Frontline Imbruvica Plus Venclexta May Restore Immune Profiles in CLL

Firstline treatment with Imbruvica (ibrutinib) plus Venclexta (venetoclax) may restore normal blood immune composition in patients with chronic lymphocytic leukemia (CLL), as demonstrated in recent study findings.

The blood immune composition refers to the body’s ability to protect itself from infections and illnesses with red blood cells, white blood cells and platelets.

“Our findings suggest that (Imbruvica) plus (Venclexta) treatment restores a healthier immune profile in patients with CLL, with a totality of data demonstrating eradication of CLL cells, recovery of normal B cells and normalization of critical immune cells, including T-cell subsets, classical monocytes and (dendritic cell) counts,” the study authors wrote.

As it has not been previously studied, researchers aimed to assess the impact of firstline Imbruvica plus Venclexta on immune cells in patients with CLL. In this study, researchers analyzed data from 79 patients (median age, 59 years; 61% men) with CLL who were treated with three cycles of Imbruvica followed by 13 cycles of Imbruvica plus Venclexta.

Data from these patients were obtained as part of the minimal residual disease (MRD) cohort from the CAPITVATE trial. In particular, patients with confirmed undetectable MRD (or the absence of a very small number of cancer cells in the body after treatment) were randomly assigned to receive placebo (20 patients) or Imbruvica (20 patients).
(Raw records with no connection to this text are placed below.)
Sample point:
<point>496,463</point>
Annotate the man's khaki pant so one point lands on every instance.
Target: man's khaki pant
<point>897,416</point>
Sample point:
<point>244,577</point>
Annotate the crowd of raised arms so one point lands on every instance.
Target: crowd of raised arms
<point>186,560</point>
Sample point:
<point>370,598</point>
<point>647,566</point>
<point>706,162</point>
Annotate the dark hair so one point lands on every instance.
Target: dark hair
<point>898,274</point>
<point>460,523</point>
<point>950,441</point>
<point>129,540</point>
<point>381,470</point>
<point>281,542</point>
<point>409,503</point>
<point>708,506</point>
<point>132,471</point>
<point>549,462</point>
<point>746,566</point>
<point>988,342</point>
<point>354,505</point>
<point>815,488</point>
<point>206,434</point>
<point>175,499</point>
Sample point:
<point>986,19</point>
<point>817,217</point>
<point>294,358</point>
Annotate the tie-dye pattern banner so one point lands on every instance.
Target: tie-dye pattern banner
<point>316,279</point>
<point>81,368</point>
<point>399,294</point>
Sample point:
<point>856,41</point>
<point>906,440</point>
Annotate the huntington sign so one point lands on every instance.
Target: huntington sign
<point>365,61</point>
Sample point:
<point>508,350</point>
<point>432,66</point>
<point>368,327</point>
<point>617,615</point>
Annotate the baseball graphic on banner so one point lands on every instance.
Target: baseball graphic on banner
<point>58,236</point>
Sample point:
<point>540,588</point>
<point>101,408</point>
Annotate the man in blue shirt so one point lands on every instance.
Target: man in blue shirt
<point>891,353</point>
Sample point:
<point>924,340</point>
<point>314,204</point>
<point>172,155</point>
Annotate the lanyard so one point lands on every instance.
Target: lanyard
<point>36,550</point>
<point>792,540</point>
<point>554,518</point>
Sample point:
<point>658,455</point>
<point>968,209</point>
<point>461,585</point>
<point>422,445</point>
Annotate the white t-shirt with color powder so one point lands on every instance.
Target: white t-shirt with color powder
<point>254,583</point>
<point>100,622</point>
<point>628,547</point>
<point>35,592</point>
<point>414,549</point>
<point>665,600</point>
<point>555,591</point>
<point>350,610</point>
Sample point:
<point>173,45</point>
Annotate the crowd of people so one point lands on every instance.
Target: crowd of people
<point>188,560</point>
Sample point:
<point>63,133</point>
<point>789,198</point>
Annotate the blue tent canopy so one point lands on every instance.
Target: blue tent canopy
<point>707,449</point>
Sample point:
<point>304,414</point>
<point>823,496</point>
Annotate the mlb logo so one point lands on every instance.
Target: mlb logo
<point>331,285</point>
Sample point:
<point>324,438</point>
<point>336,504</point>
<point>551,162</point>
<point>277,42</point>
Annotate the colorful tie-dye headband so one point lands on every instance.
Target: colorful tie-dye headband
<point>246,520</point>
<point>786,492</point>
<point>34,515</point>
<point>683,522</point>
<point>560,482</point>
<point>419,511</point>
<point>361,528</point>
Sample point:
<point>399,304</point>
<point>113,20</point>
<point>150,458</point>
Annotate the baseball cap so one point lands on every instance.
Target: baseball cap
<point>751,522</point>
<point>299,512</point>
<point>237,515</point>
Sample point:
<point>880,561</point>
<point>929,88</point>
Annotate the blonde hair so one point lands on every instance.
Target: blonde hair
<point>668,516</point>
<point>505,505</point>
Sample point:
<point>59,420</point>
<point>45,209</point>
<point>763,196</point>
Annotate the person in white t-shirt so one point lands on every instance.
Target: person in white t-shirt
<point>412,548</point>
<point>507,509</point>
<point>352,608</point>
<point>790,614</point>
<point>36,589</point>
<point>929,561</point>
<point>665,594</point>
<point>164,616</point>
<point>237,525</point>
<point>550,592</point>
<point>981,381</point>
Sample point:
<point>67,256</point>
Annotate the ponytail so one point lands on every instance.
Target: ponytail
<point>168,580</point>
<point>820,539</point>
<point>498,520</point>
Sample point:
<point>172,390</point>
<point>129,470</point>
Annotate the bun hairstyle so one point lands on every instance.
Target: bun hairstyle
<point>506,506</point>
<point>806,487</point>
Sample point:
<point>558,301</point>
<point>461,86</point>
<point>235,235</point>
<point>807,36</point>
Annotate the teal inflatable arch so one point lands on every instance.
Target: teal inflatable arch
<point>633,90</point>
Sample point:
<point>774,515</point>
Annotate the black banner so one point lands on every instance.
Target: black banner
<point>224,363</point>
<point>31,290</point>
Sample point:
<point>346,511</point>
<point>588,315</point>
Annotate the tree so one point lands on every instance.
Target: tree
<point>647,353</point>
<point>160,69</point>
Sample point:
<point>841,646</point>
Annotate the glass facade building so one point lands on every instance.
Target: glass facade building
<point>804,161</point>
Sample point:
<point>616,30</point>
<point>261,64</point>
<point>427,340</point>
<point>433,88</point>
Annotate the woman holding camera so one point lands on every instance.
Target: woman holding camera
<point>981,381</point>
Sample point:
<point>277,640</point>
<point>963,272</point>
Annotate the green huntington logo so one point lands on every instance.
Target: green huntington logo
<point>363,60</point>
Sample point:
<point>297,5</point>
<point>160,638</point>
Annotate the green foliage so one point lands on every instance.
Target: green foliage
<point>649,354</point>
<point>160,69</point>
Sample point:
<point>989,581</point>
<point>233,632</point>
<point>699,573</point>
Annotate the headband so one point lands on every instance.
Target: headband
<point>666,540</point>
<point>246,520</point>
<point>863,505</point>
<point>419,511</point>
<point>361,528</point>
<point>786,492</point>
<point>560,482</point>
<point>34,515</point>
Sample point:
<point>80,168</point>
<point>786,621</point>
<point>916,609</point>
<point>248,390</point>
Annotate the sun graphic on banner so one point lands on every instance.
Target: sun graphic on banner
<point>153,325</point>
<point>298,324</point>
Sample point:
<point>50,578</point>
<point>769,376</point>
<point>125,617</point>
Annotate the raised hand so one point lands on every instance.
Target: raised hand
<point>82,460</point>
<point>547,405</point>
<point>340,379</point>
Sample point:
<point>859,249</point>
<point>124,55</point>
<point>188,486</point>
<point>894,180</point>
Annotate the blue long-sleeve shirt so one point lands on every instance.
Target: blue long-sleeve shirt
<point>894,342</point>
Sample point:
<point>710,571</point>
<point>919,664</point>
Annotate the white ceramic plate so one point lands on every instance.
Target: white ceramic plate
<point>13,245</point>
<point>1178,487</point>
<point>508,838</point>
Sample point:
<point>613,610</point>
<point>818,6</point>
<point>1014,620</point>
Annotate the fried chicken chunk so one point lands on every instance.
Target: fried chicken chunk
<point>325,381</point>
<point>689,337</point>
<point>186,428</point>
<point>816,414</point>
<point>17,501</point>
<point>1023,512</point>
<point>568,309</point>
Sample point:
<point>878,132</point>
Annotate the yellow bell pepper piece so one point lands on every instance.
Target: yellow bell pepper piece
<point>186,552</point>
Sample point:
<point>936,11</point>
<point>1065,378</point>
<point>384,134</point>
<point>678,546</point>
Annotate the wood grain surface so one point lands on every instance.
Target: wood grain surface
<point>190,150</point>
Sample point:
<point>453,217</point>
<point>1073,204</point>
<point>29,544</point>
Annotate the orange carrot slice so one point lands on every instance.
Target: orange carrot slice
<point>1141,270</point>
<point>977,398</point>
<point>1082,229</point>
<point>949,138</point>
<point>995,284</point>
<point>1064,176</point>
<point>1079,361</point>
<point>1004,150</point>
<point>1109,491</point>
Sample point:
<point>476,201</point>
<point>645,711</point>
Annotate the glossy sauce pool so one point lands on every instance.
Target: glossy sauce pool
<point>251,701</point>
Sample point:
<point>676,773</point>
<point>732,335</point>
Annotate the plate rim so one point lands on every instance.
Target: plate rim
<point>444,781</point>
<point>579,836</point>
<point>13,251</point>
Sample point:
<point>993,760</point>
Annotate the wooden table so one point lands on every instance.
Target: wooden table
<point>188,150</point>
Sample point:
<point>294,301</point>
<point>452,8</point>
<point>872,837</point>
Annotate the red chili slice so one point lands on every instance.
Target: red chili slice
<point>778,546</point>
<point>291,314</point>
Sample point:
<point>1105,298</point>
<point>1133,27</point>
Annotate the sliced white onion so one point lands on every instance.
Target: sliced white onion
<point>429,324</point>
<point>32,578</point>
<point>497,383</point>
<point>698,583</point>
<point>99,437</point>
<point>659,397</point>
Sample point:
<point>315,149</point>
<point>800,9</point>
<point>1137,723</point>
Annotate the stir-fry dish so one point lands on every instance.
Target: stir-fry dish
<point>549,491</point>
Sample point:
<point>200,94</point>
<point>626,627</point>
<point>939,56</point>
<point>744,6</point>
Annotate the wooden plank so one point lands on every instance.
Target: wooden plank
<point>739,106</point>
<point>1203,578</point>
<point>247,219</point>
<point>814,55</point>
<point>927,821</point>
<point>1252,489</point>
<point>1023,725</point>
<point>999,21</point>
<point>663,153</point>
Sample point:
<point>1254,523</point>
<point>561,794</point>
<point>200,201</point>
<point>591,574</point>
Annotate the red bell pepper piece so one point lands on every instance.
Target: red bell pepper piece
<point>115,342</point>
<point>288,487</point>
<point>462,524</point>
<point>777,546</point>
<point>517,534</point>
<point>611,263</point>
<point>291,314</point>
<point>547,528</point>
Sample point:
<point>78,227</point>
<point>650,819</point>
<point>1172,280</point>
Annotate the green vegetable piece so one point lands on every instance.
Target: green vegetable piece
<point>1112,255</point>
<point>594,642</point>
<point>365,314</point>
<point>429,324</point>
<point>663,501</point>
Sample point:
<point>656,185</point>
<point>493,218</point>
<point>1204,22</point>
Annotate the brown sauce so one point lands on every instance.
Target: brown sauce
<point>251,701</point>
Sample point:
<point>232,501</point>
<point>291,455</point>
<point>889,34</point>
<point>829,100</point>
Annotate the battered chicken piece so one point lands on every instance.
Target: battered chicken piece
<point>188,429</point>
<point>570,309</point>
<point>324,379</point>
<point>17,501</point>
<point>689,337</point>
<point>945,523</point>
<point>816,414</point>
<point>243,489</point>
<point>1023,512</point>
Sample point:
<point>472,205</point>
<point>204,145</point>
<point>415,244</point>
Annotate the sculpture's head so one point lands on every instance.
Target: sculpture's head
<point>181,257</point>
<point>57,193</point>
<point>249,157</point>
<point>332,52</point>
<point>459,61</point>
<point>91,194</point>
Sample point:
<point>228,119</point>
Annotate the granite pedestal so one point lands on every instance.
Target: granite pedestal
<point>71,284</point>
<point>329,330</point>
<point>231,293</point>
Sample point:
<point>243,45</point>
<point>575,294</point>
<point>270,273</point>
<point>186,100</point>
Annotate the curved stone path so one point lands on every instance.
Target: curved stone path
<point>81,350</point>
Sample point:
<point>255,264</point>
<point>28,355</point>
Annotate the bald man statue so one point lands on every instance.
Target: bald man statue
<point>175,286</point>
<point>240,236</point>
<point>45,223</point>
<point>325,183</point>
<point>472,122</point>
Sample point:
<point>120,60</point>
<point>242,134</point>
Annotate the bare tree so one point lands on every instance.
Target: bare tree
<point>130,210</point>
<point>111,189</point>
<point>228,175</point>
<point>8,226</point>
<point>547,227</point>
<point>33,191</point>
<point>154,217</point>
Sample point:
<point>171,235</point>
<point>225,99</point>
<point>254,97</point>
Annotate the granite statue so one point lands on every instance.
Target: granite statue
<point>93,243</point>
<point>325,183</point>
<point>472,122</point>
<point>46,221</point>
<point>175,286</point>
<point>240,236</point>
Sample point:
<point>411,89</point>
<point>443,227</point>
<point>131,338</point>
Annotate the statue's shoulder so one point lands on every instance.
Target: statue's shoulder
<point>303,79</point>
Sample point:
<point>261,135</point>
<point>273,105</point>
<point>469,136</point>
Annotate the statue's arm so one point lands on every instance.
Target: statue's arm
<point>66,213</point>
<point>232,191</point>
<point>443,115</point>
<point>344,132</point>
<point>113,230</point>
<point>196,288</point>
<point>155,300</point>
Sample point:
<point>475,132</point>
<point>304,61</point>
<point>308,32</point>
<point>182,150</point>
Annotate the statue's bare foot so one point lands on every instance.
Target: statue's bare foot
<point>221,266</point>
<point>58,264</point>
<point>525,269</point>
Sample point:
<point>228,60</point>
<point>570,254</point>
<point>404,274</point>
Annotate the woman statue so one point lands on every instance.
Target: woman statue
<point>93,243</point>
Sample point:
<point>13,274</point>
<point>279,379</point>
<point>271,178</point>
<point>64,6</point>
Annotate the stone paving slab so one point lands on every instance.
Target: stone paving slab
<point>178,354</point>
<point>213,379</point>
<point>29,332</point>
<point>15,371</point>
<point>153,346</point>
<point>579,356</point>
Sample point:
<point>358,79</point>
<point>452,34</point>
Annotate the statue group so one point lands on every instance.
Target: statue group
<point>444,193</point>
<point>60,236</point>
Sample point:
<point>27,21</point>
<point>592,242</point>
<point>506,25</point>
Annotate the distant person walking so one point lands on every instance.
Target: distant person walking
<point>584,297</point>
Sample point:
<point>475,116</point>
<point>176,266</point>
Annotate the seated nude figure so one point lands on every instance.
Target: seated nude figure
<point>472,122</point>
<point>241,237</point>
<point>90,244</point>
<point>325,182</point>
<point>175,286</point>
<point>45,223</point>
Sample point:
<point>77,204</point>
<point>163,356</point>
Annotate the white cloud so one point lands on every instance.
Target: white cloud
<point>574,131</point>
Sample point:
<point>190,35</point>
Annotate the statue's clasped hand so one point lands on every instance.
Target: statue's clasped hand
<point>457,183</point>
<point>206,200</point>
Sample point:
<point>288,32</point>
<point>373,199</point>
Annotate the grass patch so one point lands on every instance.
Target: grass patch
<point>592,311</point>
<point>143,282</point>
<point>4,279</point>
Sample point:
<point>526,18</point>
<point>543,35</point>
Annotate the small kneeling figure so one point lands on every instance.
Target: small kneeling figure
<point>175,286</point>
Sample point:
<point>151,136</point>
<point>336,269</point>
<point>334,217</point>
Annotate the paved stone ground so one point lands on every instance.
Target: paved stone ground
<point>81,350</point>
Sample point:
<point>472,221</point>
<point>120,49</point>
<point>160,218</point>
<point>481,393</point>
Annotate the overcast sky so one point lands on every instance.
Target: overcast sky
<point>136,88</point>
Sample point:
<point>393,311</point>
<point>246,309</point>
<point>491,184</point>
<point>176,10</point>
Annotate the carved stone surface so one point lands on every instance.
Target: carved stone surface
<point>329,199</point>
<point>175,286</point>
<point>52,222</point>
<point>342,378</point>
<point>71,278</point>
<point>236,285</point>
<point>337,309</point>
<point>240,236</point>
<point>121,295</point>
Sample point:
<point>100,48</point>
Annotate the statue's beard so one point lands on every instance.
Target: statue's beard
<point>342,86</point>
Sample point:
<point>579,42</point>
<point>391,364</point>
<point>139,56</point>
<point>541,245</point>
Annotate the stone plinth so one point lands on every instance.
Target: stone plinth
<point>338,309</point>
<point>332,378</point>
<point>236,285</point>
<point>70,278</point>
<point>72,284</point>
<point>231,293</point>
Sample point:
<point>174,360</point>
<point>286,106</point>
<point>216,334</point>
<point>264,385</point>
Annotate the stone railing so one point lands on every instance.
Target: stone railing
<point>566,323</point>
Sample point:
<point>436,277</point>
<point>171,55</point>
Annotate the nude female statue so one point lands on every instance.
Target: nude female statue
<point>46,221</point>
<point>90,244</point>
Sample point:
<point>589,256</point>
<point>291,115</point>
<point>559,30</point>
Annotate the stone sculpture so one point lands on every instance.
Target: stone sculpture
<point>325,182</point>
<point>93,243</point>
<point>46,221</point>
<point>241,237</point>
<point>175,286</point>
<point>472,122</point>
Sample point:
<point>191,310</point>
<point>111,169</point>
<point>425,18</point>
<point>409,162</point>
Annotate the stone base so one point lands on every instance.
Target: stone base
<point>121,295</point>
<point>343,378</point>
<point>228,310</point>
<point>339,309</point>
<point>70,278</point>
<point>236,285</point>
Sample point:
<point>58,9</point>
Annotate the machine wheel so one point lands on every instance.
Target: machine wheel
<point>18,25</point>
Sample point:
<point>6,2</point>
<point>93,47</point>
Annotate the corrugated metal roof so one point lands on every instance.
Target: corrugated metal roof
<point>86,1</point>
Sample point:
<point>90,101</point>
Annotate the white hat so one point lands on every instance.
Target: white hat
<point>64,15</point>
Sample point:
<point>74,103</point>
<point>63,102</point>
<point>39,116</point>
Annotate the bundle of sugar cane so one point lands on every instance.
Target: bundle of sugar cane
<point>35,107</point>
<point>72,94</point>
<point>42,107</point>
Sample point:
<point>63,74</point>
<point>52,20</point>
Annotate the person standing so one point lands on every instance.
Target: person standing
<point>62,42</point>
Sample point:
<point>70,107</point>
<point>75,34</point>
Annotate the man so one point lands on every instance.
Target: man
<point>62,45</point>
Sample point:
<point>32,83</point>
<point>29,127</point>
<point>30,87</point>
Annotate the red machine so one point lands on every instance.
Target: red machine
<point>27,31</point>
For patients who did not have confirmed MRD, they were assigned either Imbruvica alone (20 patients) or with Venclexta (19 patients).

Researchers compared immune cell subsets in samples that were collected at several time points throughout the study with those from healthy donors matched by age.

CLL cells decreased within approximately three cycles after initiating Venclexta. From cycle 16 on, these levels were similar to healthy donor levels in patients with confirmed undetectable MRD. CLL cell levels were slightly above healthy donor levels in patients without confirmed undetectable MRD.

By four months after cycle 16, normal B cells — which play an important role in identifying viruses and creating antibodies, for example — recovered to the levels seen in healthy donors in patients randomly assigned to placebo.

Within six months, abnormal counts of classical monocytes (immune cells created in bone marrow), dendritic cells (immune cells found in tissues like skin that boosts immune responses) and T cells (a type of white blood cell that protects the body from infection) had recovered to levels seen in healthy donors regardless of the treatment patients with CLL received.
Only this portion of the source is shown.